A tweet that must be verified as well as the indiscretion, which actually seems enormous (even if we are no longer surprised by anything seen scandals and controversies tape of this tormented edition of the World Cup). Therefore, Qatar would have, and we reiterate the conditional, offered a bribe to some Ecuadorian players in order to make a good impression in the opening match, knowing that they do not have a leading national team in world football.
Doubts about the indiscretion: a potential hoax
The tweet also reveals apodictic tones: there is no mention of an attempt at corruption, but an already committed crime. The match should end 1-0 with goals from the hosts in the second half: although match-fixing is a serious and real problem, at the moment we have no confirmation or otherwise of this alleged act of corruption, and who knows if we will have any. Also because we must first of all understand whether it is above all a fake news artfully disclosed, precisely considering the peremptory and all too sure tones of this Taha’s tweet.
And among the comments on Twitter we actually find a possible key to understanding this controversy. In fact, writes Ramun Jash: “It is not surprising that all this is emerging in the present moment.
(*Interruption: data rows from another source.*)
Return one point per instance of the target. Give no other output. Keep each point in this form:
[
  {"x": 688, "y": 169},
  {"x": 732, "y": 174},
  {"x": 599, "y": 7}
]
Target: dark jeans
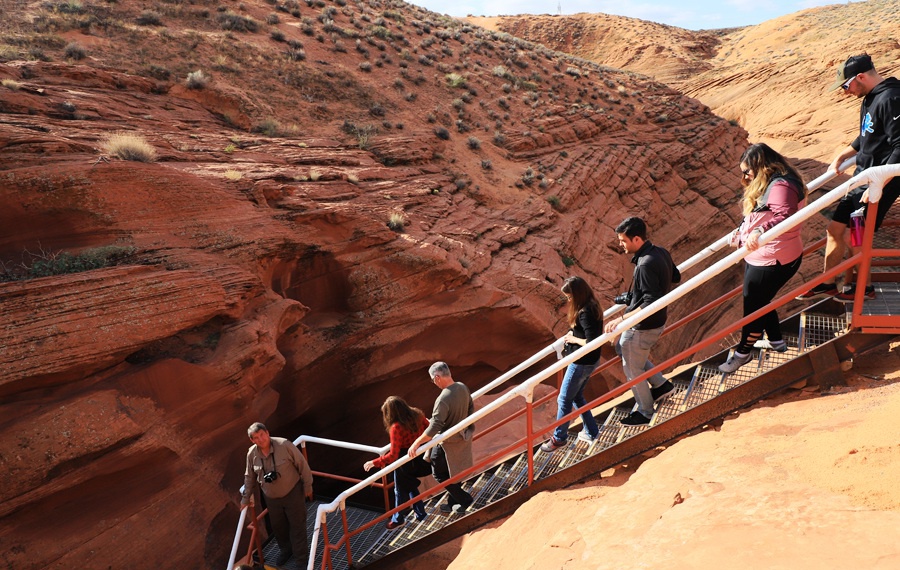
[
  {"x": 288, "y": 517},
  {"x": 761, "y": 283},
  {"x": 441, "y": 472},
  {"x": 406, "y": 486}
]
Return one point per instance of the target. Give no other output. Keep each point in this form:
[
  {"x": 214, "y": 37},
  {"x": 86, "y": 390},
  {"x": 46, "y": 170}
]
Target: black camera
[{"x": 623, "y": 298}]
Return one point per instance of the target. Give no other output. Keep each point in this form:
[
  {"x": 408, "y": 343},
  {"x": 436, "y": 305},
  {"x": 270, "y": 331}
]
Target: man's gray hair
[
  {"x": 439, "y": 369},
  {"x": 255, "y": 427}
]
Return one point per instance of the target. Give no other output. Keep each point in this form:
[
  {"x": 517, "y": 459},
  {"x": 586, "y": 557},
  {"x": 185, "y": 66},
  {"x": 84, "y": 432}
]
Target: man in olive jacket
[{"x": 454, "y": 454}]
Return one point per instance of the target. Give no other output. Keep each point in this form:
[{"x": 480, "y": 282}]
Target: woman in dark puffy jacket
[
  {"x": 585, "y": 320},
  {"x": 773, "y": 190}
]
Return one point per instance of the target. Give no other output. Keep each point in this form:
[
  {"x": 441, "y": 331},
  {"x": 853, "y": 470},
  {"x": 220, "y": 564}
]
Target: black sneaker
[
  {"x": 635, "y": 419},
  {"x": 662, "y": 391},
  {"x": 849, "y": 292},
  {"x": 820, "y": 290},
  {"x": 283, "y": 557}
]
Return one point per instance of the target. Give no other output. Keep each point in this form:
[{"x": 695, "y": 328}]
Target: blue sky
[{"x": 693, "y": 14}]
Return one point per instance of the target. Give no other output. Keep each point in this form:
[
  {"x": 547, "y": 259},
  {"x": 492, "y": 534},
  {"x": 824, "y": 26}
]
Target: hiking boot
[
  {"x": 849, "y": 292},
  {"x": 552, "y": 445},
  {"x": 662, "y": 391},
  {"x": 765, "y": 344},
  {"x": 735, "y": 361},
  {"x": 635, "y": 419},
  {"x": 820, "y": 290}
]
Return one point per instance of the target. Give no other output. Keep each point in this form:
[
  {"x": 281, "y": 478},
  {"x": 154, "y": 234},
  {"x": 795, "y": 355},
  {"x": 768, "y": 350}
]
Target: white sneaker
[
  {"x": 585, "y": 436},
  {"x": 735, "y": 361},
  {"x": 766, "y": 345}
]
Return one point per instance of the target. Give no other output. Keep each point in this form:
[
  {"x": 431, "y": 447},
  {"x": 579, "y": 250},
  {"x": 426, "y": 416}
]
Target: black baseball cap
[{"x": 854, "y": 65}]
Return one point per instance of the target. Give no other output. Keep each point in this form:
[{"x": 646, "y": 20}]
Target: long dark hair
[
  {"x": 396, "y": 410},
  {"x": 766, "y": 164},
  {"x": 580, "y": 297}
]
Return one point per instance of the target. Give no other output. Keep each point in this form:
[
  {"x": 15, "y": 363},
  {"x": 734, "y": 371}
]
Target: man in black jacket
[
  {"x": 654, "y": 273},
  {"x": 878, "y": 143}
]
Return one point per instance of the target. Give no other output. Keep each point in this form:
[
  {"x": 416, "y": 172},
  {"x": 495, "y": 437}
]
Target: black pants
[
  {"x": 761, "y": 283},
  {"x": 288, "y": 517},
  {"x": 441, "y": 472}
]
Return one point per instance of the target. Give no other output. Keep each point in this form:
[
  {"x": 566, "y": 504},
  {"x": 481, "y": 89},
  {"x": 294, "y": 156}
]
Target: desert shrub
[
  {"x": 397, "y": 221},
  {"x": 455, "y": 80},
  {"x": 236, "y": 23},
  {"x": 196, "y": 80},
  {"x": 47, "y": 264},
  {"x": 295, "y": 54},
  {"x": 129, "y": 146},
  {"x": 149, "y": 18},
  {"x": 269, "y": 127},
  {"x": 75, "y": 51}
]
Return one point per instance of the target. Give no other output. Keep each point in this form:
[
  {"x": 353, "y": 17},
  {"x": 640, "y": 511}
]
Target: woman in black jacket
[{"x": 585, "y": 324}]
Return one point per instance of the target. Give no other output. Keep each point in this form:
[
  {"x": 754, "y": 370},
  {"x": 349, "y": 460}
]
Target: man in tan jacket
[
  {"x": 454, "y": 454},
  {"x": 277, "y": 468}
]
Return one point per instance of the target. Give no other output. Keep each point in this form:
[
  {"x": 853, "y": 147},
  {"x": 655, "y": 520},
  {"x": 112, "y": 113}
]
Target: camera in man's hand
[{"x": 623, "y": 298}]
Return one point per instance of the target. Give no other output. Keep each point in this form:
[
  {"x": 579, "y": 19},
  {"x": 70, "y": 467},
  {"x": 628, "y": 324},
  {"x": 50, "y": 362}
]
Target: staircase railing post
[
  {"x": 326, "y": 548},
  {"x": 387, "y": 499},
  {"x": 346, "y": 535},
  {"x": 865, "y": 263},
  {"x": 529, "y": 433}
]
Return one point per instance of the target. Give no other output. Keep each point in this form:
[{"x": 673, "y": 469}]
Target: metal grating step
[{"x": 886, "y": 302}]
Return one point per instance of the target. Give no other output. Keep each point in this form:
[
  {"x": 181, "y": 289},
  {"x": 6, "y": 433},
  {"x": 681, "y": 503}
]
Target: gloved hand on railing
[{"x": 876, "y": 177}]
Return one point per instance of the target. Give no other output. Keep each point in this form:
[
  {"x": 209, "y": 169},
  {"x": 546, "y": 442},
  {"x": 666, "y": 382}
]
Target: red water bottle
[{"x": 857, "y": 226}]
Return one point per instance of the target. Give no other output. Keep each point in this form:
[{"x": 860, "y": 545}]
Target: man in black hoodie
[{"x": 878, "y": 143}]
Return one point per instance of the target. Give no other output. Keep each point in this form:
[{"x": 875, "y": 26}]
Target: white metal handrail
[{"x": 876, "y": 177}]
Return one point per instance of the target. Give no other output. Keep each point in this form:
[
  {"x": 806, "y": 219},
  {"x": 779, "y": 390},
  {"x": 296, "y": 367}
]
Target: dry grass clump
[
  {"x": 196, "y": 80},
  {"x": 397, "y": 221},
  {"x": 129, "y": 146}
]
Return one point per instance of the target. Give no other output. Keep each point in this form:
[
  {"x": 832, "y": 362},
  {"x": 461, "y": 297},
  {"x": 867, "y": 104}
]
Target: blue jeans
[
  {"x": 572, "y": 392},
  {"x": 634, "y": 348},
  {"x": 406, "y": 486}
]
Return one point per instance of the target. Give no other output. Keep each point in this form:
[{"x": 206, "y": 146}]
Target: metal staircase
[
  {"x": 702, "y": 385},
  {"x": 819, "y": 339}
]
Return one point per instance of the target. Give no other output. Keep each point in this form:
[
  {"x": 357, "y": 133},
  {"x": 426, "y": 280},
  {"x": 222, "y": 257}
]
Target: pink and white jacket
[{"x": 782, "y": 198}]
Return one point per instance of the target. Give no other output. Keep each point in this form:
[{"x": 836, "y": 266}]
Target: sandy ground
[{"x": 802, "y": 480}]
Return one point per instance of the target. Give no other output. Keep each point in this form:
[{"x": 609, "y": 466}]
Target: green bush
[{"x": 46, "y": 264}]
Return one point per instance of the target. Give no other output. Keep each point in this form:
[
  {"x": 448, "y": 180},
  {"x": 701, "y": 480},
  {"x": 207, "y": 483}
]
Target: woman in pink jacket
[{"x": 773, "y": 190}]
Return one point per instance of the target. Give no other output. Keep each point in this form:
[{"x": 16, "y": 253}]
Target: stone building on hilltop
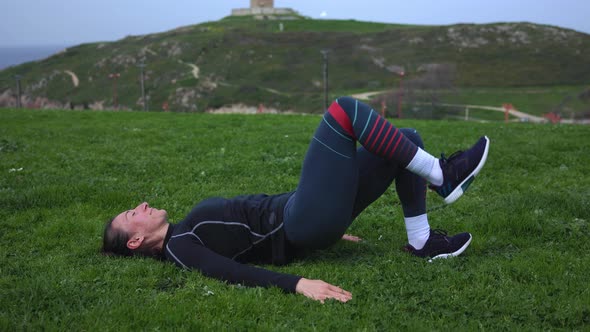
[{"x": 263, "y": 9}]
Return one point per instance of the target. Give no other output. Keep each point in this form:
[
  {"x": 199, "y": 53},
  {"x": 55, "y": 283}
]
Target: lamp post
[
  {"x": 325, "y": 57},
  {"x": 399, "y": 95},
  {"x": 115, "y": 77},
  {"x": 141, "y": 67},
  {"x": 18, "y": 97}
]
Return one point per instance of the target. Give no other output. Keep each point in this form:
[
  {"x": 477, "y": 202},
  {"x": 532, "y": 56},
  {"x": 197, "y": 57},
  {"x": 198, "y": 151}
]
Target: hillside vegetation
[{"x": 242, "y": 60}]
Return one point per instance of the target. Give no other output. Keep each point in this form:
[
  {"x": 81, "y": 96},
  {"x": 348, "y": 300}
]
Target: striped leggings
[{"x": 338, "y": 181}]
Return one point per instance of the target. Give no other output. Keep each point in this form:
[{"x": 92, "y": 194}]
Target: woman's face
[{"x": 142, "y": 220}]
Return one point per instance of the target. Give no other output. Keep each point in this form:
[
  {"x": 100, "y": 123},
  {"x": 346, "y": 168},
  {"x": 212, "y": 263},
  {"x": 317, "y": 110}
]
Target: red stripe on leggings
[
  {"x": 390, "y": 140},
  {"x": 373, "y": 130},
  {"x": 383, "y": 141},
  {"x": 340, "y": 116},
  {"x": 379, "y": 133},
  {"x": 395, "y": 146}
]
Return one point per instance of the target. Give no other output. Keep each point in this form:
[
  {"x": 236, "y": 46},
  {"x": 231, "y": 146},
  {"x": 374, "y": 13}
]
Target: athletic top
[{"x": 219, "y": 235}]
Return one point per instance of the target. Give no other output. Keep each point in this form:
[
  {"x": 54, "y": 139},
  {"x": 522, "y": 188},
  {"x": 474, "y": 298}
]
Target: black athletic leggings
[{"x": 338, "y": 181}]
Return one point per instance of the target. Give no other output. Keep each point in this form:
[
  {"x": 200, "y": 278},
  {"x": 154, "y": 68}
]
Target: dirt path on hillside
[{"x": 522, "y": 116}]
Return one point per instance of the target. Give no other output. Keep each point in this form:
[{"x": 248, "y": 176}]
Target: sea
[{"x": 16, "y": 55}]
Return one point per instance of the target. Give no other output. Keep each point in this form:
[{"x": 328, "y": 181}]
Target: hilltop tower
[
  {"x": 264, "y": 9},
  {"x": 262, "y": 3}
]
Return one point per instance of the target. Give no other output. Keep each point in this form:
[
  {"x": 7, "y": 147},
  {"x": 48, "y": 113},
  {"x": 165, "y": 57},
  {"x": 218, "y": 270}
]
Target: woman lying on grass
[{"x": 219, "y": 236}]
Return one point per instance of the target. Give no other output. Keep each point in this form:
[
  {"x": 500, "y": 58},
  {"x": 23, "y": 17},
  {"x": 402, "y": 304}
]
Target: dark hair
[{"x": 114, "y": 242}]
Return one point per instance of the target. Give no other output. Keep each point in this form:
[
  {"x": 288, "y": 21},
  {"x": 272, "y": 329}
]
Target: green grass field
[{"x": 64, "y": 173}]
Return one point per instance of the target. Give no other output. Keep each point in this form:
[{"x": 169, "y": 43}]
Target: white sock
[
  {"x": 427, "y": 166},
  {"x": 418, "y": 230}
]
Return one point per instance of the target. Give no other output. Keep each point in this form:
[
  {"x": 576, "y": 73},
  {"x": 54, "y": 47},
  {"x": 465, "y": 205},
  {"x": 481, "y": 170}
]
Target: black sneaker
[
  {"x": 460, "y": 169},
  {"x": 439, "y": 245}
]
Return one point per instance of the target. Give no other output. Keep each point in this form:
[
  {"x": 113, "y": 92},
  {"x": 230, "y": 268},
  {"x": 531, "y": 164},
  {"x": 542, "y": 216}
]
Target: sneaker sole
[
  {"x": 462, "y": 187},
  {"x": 453, "y": 254}
]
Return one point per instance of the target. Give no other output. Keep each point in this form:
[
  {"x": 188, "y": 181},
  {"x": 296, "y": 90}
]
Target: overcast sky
[{"x": 71, "y": 22}]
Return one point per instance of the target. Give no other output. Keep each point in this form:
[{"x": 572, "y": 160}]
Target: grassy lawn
[{"x": 64, "y": 173}]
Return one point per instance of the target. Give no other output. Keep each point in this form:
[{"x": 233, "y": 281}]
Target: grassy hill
[
  {"x": 241, "y": 60},
  {"x": 64, "y": 173}
]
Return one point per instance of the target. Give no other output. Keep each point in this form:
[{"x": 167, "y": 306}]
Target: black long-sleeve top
[{"x": 220, "y": 235}]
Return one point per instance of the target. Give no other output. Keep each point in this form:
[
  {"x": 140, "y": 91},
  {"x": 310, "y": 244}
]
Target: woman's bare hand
[
  {"x": 351, "y": 238},
  {"x": 320, "y": 290}
]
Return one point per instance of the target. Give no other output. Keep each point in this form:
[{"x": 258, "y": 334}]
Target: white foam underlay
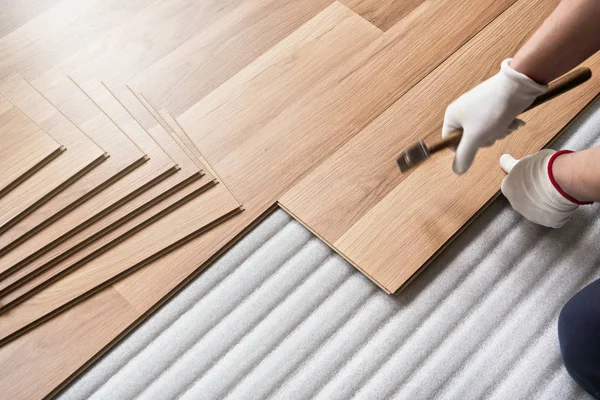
[{"x": 280, "y": 315}]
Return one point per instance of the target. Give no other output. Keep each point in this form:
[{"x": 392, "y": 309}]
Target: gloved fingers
[
  {"x": 465, "y": 153},
  {"x": 451, "y": 123},
  {"x": 507, "y": 162}
]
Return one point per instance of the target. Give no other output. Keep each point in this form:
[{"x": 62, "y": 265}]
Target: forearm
[
  {"x": 569, "y": 36},
  {"x": 578, "y": 174}
]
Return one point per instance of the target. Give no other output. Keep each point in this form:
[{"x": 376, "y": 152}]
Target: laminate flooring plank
[
  {"x": 36, "y": 281},
  {"x": 31, "y": 377},
  {"x": 83, "y": 155},
  {"x": 337, "y": 193},
  {"x": 124, "y": 156},
  {"x": 169, "y": 232},
  {"x": 389, "y": 224},
  {"x": 296, "y": 134},
  {"x": 18, "y": 12},
  {"x": 283, "y": 146},
  {"x": 190, "y": 175},
  {"x": 144, "y": 40},
  {"x": 24, "y": 147},
  {"x": 147, "y": 287},
  {"x": 157, "y": 167},
  {"x": 45, "y": 41},
  {"x": 383, "y": 13},
  {"x": 235, "y": 36}
]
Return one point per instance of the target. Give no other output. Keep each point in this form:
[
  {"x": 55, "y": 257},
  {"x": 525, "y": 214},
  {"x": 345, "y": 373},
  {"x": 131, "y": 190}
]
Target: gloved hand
[
  {"x": 489, "y": 111},
  {"x": 532, "y": 191}
]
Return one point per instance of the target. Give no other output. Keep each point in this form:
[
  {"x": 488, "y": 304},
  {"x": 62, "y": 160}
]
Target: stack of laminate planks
[
  {"x": 127, "y": 127},
  {"x": 139, "y": 190}
]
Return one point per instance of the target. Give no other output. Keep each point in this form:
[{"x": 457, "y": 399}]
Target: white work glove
[
  {"x": 489, "y": 111},
  {"x": 532, "y": 191}
]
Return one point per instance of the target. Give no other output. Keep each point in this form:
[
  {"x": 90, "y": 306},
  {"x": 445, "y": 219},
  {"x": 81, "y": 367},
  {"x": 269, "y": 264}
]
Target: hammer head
[{"x": 412, "y": 156}]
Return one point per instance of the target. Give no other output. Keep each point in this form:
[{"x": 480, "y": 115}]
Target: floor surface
[{"x": 280, "y": 315}]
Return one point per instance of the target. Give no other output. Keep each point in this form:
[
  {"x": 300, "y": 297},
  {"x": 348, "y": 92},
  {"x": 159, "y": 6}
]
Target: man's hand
[
  {"x": 532, "y": 191},
  {"x": 489, "y": 111}
]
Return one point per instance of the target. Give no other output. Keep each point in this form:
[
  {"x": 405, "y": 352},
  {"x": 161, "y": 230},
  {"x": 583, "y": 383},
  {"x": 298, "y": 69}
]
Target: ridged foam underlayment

Many PR players in the Gulf have aligned themselves with the aim of creating negative publicity around this world cup and tarnishing Qatar. As a public relations professional, it’s not hard to understand this. I am not saying that Qatar was right or wrong with its actions in the past. But certain news that is coming out these days seems like an agenda to wreak havoc around this tournament. Saudi Arabia, United Arab Emirates, all aligned with this vision. And I’m not even from that region.” Difficult to blame this reconstruction, much more reasonable than certain cloying conspiracy theories.
The comments in Italy: the ironies on the repechage
In Italy someone could even dream of a repechage by the national team (spoiler: it won’t happen, not even if the indiscretion of the attempted bribery were true), but in general the comments that are circulating are still very critical of the World Cup which, either due to the fact that we won’t be there, but above all you want the original sin of having compressed and interrupted the Serie A season, they are certainly not loved.
“I’m almost happy that Italy won’t participate in this World Cup, with all those deaths building stadiums and this news that has nothing to do with sport!” Giovanni Carpentieri wrote on Facebook. “This is not a World Cup, it’s a farce, let’s forget about human rights and the context, but today money is worth more than logic”, adds Massimo Agosta. Space then for irony: “If they disqualify Qatar and bring Italy back, we’ll make Holland’s journey even easier”, “When it is said that ‘not all bad comes to silver’. The Italian national team will be strong again and we have seen it against Albania“; and finally, the ferocious comment: “This World Cup will overtake the Korean one in the ranking of the most fake in history”.